Happy endings can often be earned. But more often than not, the truly satisfying, effective happy ending isn’t an ending at all. It’s an opening up, a widening of possibilities and visions. When a happy ending is stuck onto the end of a story, it causes stagnation. It tells the reader, “life ends at the end of this story.” I’m reminded of a quotation from Frank Herbert’s novel Dune, which, paraphrased, is that a road followed precisely to its end leads precisely nowhere. Life isn’t a happy ending; it’s a complex, ever-changing pathway.

So happy endings are a bit of an oxymoron; we’re only happy when we’re allowed to continue growing, changing, and doing the things we love. In order to be happy, we need to be challenged, thoughtful, learning, disappointed, angry, learning more.

How to avoid the happy ending pitfall

So how do you keep from following a road to a dead end?

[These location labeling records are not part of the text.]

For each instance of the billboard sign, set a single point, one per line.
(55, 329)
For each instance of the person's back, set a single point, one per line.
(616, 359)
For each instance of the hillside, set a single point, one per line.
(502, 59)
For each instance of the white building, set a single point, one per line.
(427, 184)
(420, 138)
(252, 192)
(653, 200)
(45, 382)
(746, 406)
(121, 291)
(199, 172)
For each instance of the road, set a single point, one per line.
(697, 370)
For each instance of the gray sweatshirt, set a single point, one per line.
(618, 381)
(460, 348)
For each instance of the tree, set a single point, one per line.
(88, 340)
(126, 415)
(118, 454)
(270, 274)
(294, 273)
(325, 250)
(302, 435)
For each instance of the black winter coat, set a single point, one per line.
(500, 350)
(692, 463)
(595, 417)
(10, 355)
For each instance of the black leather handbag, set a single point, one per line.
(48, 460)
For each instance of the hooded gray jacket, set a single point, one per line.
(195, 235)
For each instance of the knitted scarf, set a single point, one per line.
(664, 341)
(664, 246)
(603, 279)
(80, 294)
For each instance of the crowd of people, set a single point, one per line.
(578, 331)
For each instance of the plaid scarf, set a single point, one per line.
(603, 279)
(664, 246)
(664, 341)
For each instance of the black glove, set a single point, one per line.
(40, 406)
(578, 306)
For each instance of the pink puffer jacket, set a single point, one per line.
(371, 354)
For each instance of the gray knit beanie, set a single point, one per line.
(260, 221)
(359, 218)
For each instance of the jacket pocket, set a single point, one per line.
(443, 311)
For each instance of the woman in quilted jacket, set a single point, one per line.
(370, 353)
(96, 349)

A good happy ending shows that a writer has been thinking about what his character would really want in life. It’s not the outward accumulation of a house, car, and beautiful spouse. It’s often some sort of new opportunity or escape — an opportunity to change the life a character currently has, or an escape from the ills of the present. It’s never a dead stop in a pretty house somewhere. It’s a chance to keep living, to become more oneself, to look out on a new or familiar and dear horizon. Think carefully about what your character wants — and don’t quite let him or her have it. Let the road unfurl before his feet. Let her see the promised ship on the horizon. But let the reader take those last steps for happiness in her imagination, after the book is done.

From → The Writing Life

3 Comments
  1. Elemarth permalink

    I like to lead my character to the correct path, where they see how to get to happiness, and they have the ability to do so. Of course, this can only work in certain books and genres. Another way you could make the reader feel like the story continues after the last page is to point out the next adventure. For instance, we’ve defeated the Dark Lord, but now someone is going to have to stop the kingdom from falling into anarchy, and that might be even worse than the original problem!

  2. mary brady permalink

    I think it is fine to have an ‘upbeat’ ending, just not a cliche “happy ending.” My characters & their situations tend to be rather quirky. Ending with a small incident that implies (modest) hope for their future works pretty well for me, I think.

    Of course, some of my stories end in complete bloodbaths for both the good & bad guys.(‘Life is not fair!’) Another novel ends with the villain (an old woman) being shot through the head by the kindly town grocer, an accomplished hunter.(‘Don’t judge people by their appearance!’)

    And one story ends with a young ex-con starting to change his ways with the help of a socialist ‘commune,’ of sorts, formed by other ex-cons in Depression-era Chicago. (‘Yes, Bertha, many US citizens liked socialism & openly said so in the 30s!’)

    (Most of us STILL like many aspects of socialism only now we cannot say so out loud.)

    BLH, your post nailed it. No ‘drop-dead’ endings where everything is tied up in a bow & set on the shelf, & characters flat-line it, in perfect happiness, until they die.

    Life is messy & always changing, evolving; a story’s “ending” will always be the start of the characters’ next phase–dead OR alive. There may have been a bloodbath, after all…

    Will someone please put me out of my misery & tell me the correct terms? Blair, do you write a daily ‘post’ to your blog, or a ‘posting,’ or what? And am I writing a ‘comment’ to your ‘recent post(ing)?’

    Whatever it is called, Blair, I love reading your ‘brief essays.’
    They’re wonderful.

    L&K, MaryB

  3. I really appreciate and agree with this post, especially with the big “happy ending” punch in the gut that was the Harry Potter epilogue I was reminded of recently.

    The idea of a pleasant resolution is much more appealing than a happy ending. Leaving the characters on the up and up, even if every problem in their lives hasn’t been resolved is still very satisfying. I would rather see a character set on the right path with the right motivation to continue improving their situation than for everything to be conveniently resolved.